In July, 1861, Aaron Decker, the original claimant, was an intruder upon the lands of the Gherokees. In that month a considerable body of Indians appeared and threatened the white settlers in the neighborhood of the claimant with injury and destruction of property if they did not remove. In the next month they reappeared and, it is believed, killed some of the settlers and compelled all of them to remove. The claimant was not actually injured or threatened, but he left under the stress of intimidation, carrying with him the most of his stock and some of his personal property. One cow and a number of swine were left behind, and it subsequently appeared, after the lapse of some years, that his house and barn and fences and crops had been burnt and destroyed. It does not appear whether the Cherokees were acting officially — that is to say, by [109]*109authority of the Cherokee government — or whether they were a mere mob.

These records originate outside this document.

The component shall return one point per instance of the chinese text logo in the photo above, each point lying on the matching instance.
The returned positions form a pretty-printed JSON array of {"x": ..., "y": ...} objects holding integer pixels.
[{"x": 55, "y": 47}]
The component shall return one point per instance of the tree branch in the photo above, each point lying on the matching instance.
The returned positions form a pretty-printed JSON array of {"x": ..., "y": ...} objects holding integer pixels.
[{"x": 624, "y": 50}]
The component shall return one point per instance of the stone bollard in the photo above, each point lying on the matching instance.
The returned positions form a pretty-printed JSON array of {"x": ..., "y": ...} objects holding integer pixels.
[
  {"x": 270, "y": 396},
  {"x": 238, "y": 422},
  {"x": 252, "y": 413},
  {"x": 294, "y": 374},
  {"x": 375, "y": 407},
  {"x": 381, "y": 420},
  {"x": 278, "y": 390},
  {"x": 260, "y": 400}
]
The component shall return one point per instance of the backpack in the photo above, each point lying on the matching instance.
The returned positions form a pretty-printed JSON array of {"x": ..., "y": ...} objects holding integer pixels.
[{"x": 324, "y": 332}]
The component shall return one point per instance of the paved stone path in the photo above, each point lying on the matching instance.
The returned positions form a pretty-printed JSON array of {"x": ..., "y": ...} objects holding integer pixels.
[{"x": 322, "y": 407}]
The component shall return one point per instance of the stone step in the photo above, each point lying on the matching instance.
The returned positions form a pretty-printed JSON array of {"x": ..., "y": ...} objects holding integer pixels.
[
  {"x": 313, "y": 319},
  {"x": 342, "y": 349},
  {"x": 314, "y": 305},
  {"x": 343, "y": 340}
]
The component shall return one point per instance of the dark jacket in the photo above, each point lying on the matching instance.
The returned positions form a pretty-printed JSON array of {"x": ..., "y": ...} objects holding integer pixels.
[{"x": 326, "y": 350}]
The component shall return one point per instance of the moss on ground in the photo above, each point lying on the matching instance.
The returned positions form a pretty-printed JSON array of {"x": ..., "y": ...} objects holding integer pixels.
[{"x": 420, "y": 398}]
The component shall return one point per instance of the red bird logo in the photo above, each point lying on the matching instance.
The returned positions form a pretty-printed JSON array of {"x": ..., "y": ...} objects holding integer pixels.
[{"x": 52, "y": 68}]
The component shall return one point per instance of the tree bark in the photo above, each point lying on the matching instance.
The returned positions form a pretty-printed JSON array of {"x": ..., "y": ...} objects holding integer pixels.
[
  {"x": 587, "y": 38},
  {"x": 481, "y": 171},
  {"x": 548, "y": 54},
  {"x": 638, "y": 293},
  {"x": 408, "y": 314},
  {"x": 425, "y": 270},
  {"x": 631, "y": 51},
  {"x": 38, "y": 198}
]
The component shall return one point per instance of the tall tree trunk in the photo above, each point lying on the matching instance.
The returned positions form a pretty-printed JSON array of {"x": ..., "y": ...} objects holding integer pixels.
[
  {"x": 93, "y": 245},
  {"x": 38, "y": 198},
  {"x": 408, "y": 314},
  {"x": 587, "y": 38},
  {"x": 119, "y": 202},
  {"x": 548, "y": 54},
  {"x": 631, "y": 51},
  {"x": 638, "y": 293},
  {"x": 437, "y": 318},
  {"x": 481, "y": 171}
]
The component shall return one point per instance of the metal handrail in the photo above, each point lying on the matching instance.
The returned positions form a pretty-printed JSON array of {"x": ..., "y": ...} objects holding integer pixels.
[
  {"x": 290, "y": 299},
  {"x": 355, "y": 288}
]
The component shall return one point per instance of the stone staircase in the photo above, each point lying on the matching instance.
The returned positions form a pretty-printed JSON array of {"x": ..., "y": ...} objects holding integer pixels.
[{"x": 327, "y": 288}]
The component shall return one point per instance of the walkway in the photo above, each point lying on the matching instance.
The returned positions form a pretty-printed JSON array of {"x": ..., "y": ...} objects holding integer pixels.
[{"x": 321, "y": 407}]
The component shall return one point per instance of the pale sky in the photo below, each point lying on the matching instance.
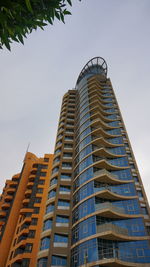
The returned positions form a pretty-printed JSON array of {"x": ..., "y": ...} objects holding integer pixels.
[{"x": 34, "y": 77}]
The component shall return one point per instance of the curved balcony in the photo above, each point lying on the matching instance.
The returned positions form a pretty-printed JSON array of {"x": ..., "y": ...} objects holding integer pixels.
[
  {"x": 98, "y": 114},
  {"x": 31, "y": 177},
  {"x": 103, "y": 164},
  {"x": 11, "y": 191},
  {"x": 28, "y": 193},
  {"x": 13, "y": 183},
  {"x": 5, "y": 206},
  {"x": 30, "y": 185},
  {"x": 8, "y": 198},
  {"x": 100, "y": 131},
  {"x": 2, "y": 214},
  {"x": 25, "y": 202},
  {"x": 105, "y": 176},
  {"x": 107, "y": 209},
  {"x": 108, "y": 194},
  {"x": 25, "y": 210},
  {"x": 16, "y": 177}
]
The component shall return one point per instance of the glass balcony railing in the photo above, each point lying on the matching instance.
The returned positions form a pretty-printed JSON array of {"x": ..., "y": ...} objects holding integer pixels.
[
  {"x": 108, "y": 205},
  {"x": 105, "y": 172},
  {"x": 111, "y": 227}
]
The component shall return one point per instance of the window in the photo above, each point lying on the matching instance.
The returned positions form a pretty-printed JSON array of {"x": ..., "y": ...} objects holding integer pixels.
[
  {"x": 67, "y": 155},
  {"x": 52, "y": 193},
  {"x": 25, "y": 263},
  {"x": 85, "y": 228},
  {"x": 59, "y": 261},
  {"x": 66, "y": 165},
  {"x": 68, "y": 138},
  {"x": 135, "y": 227},
  {"x": 45, "y": 243},
  {"x": 47, "y": 225},
  {"x": 68, "y": 146},
  {"x": 34, "y": 221},
  {"x": 38, "y": 200},
  {"x": 130, "y": 207},
  {"x": 60, "y": 238},
  {"x": 36, "y": 210},
  {"x": 28, "y": 247},
  {"x": 46, "y": 159},
  {"x": 62, "y": 219},
  {"x": 43, "y": 174},
  {"x": 39, "y": 190},
  {"x": 63, "y": 203},
  {"x": 140, "y": 252},
  {"x": 64, "y": 188},
  {"x": 49, "y": 208},
  {"x": 41, "y": 182},
  {"x": 144, "y": 210},
  {"x": 53, "y": 181},
  {"x": 31, "y": 234},
  {"x": 42, "y": 262},
  {"x": 65, "y": 176}
]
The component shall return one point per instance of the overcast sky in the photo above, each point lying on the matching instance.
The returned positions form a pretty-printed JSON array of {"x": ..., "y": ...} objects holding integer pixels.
[{"x": 34, "y": 77}]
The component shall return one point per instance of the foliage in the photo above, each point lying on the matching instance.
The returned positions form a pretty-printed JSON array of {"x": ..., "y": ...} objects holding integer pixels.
[{"x": 20, "y": 17}]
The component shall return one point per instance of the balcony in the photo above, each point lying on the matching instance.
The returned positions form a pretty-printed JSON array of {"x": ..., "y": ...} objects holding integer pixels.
[
  {"x": 11, "y": 191},
  {"x": 113, "y": 228},
  {"x": 110, "y": 210},
  {"x": 8, "y": 198},
  {"x": 2, "y": 214},
  {"x": 25, "y": 210},
  {"x": 30, "y": 185},
  {"x": 5, "y": 206},
  {"x": 28, "y": 193}
]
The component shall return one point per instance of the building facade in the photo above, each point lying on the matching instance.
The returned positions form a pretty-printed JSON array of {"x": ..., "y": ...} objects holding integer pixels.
[
  {"x": 92, "y": 210},
  {"x": 97, "y": 212},
  {"x": 22, "y": 207}
]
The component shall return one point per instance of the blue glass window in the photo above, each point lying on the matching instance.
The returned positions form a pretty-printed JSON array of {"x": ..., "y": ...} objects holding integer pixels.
[
  {"x": 123, "y": 174},
  {"x": 64, "y": 188},
  {"x": 113, "y": 123},
  {"x": 62, "y": 219},
  {"x": 117, "y": 150},
  {"x": 45, "y": 243},
  {"x": 47, "y": 224},
  {"x": 115, "y": 140},
  {"x": 52, "y": 194},
  {"x": 42, "y": 262},
  {"x": 59, "y": 261},
  {"x": 60, "y": 238},
  {"x": 121, "y": 162},
  {"x": 49, "y": 208},
  {"x": 114, "y": 131},
  {"x": 63, "y": 203}
]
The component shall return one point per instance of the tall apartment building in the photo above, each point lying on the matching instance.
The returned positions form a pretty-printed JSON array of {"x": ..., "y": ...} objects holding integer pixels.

The court, however, is satisfied that the Indians were Cherokees, and that their acts amounted to intimidation and compulsion.

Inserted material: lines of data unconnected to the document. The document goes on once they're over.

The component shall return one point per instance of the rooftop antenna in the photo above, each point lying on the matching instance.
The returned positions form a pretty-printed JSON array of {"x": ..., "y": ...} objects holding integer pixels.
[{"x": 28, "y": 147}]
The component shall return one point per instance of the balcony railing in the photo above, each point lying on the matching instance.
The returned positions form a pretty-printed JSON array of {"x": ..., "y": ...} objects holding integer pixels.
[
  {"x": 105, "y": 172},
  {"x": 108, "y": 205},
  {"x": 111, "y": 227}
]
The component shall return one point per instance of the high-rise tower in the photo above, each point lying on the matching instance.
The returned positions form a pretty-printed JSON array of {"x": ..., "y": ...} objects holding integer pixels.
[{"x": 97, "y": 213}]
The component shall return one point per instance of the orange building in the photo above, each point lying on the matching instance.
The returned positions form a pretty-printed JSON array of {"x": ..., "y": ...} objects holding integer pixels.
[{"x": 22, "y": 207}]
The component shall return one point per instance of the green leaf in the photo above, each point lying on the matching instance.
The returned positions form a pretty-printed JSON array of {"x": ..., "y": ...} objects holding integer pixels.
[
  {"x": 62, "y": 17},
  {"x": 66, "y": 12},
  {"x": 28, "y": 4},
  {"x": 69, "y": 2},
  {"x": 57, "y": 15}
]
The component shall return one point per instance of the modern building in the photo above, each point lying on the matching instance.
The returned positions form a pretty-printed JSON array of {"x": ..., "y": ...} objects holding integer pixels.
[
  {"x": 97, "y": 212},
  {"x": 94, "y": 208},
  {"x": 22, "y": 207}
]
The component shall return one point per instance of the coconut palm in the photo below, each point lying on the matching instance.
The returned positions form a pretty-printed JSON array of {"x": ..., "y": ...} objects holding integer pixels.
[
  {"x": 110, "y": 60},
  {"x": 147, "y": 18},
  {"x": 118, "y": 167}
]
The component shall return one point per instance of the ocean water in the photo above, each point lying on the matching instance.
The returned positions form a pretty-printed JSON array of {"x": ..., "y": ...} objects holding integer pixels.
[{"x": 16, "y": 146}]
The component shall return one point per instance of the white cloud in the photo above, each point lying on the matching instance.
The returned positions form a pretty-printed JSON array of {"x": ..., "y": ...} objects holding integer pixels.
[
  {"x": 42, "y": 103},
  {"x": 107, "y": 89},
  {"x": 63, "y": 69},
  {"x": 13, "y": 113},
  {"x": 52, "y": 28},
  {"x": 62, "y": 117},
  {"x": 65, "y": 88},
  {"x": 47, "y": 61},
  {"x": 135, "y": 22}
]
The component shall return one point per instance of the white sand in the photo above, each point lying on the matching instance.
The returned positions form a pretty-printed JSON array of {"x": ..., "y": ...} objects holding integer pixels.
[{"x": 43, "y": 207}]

The Indian Depredation Act, 1891 (§ 1), imposes the jurisdictional condition that a depredation must have been committed “ without just cause or provocation on the part of the owner” of the property. Intrusion on the lands of the Indians, it was argued by the defendants, was “ provocation” within the intent of the statute. On the part of the claimant it was contended that this intrusion was not “provocation5” that the provocation which the statute intends must be provocation known to the law as such; that trespass does not authorize the destruction of property, and that under the Cherokee treaty, 1835, article 6, intruders can only be removed “ by order of the President of the United States,” and therefore can not be removed by either an Indian mob or Cherokee authority.

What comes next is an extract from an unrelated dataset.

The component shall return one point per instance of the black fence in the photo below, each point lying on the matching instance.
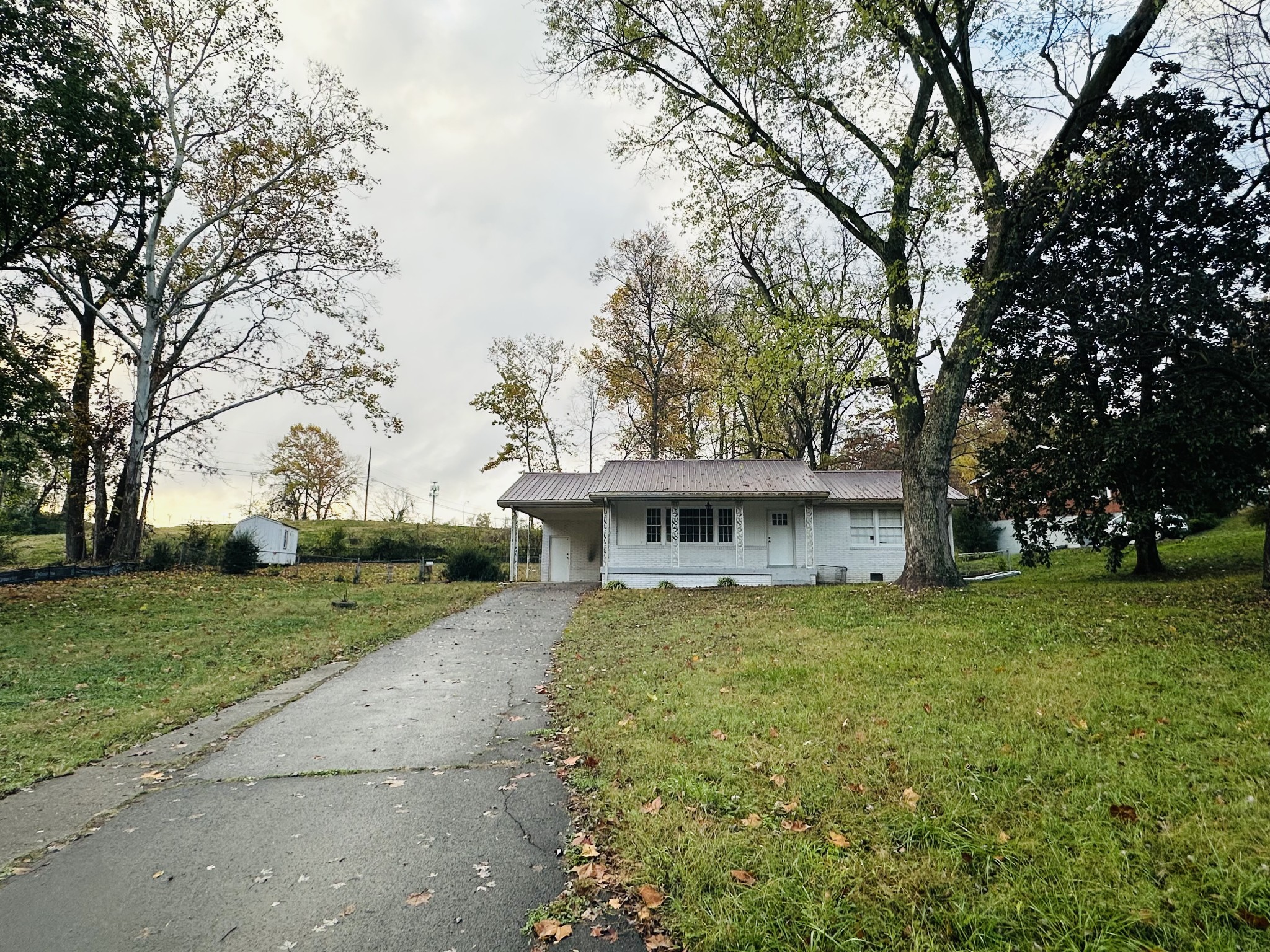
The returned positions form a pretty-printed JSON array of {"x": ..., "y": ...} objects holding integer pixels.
[{"x": 56, "y": 573}]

As has been repeatedly said by the court, the Indian Depredation Act, 1891, is strictly jurisdictional. It affords a remedy for already existing claims, but neither defines them nor creates new liabilities against Indians. The words “ without just cause or provocation ” may impose a new limit upon the new remedy given by the statute, but do not operate retroactively upon the rights of the claimant or the liabilities of the defendants.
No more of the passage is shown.